ENTRE deux réflexions sur l’air du temps, Edgar Morin, très actif sur Twitter, y glisse volontiers un clin d’œil. « Évitez d’être centenaire, écrivait-il le 18 juin dernier. Passez directement à 101 ans. » Pour enjamber un tel anniversaire, lui a fait remarquer en souriant l’un des nombreux abonnés à son compte, il faut jouer à la marelle…

En réalité, mieux vaut passer tout de suite à 110 ans et devenir, selon le langage des démographes, un supercentenaire.

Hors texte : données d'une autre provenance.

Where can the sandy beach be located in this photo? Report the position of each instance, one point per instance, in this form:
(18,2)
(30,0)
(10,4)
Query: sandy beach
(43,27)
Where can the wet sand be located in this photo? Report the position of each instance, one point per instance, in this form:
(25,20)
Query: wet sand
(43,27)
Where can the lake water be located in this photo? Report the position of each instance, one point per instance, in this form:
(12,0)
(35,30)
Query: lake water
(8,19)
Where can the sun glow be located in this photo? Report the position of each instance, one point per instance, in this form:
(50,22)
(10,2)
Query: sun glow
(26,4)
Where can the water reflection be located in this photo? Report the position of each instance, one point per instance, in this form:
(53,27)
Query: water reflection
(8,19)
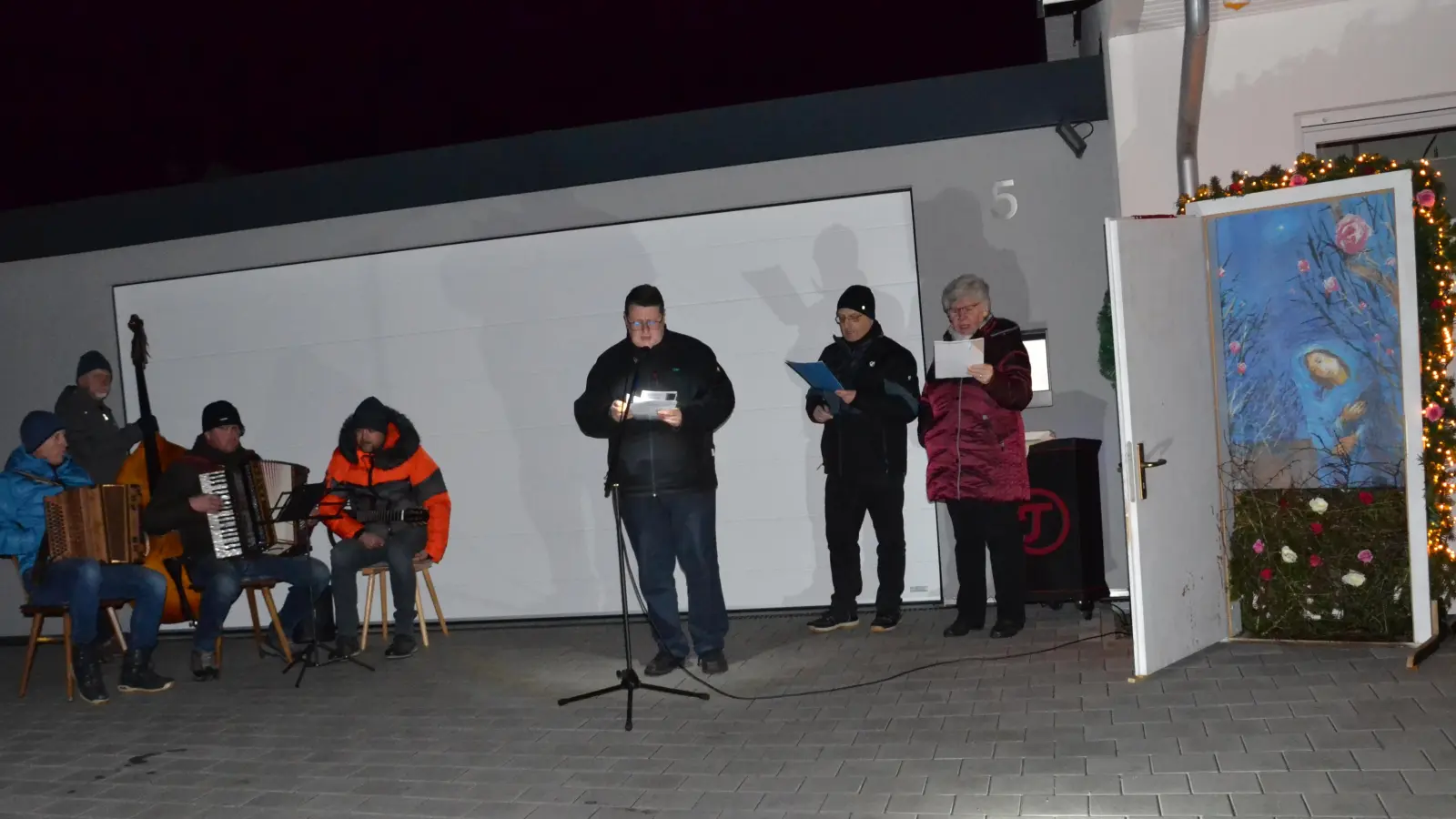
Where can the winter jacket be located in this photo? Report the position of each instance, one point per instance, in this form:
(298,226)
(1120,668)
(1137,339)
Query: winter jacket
(24,487)
(399,475)
(650,457)
(973,433)
(98,445)
(171,508)
(866,439)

Car ces statisticiens des populations n’ont rien trouvé de plus poétique, pour désigner une personne âgée de 105 à 109 ans, que le terme de « semi-supercentenaire ». Imaginez un peu le sentiment des 638 Français et 2 060 Françaises que l’Insee recensait dans cette catégorie en 2020 : n’être qu’à moitié super, alors qu’on a dépassé le siècle, vaincu les maladies, bravé les atteintes du temps, a quelque chose d’injuste, et même d’humiliant.

Pour célébrer les anniversaires de mariage, la culture populaire avait trouvé des étiquettes bien mieux réussies. Chaque année était associée à une matière, un arbre, une fleur ou un métal. Du coton (un an) au chêne (80 ans), en passant par l’or (50 ans) et le diamant (60 ans). Quant aux 100 ans d’une vie commune – ce qui était tout de même assez rare –, ils étaient associés à l’eau.

Dans un tweet du 8 mai, Edgar Morin lançait : « Bien sûr, je préférerais passer l’été que le Léthé. » Ses lecteurs se sont précipités sur le dictionnaire pour découvrir qu’il s’agissait, dans la mythologie, du fleuve des enfers où les ombres des morts allaient boire pour oublier le passé. « Boire de l’eau du Léthé », c’était perdre la mémoire. S’il y en a un qui ne l’a pas perdue, c’est bien notre futur supercentenaire.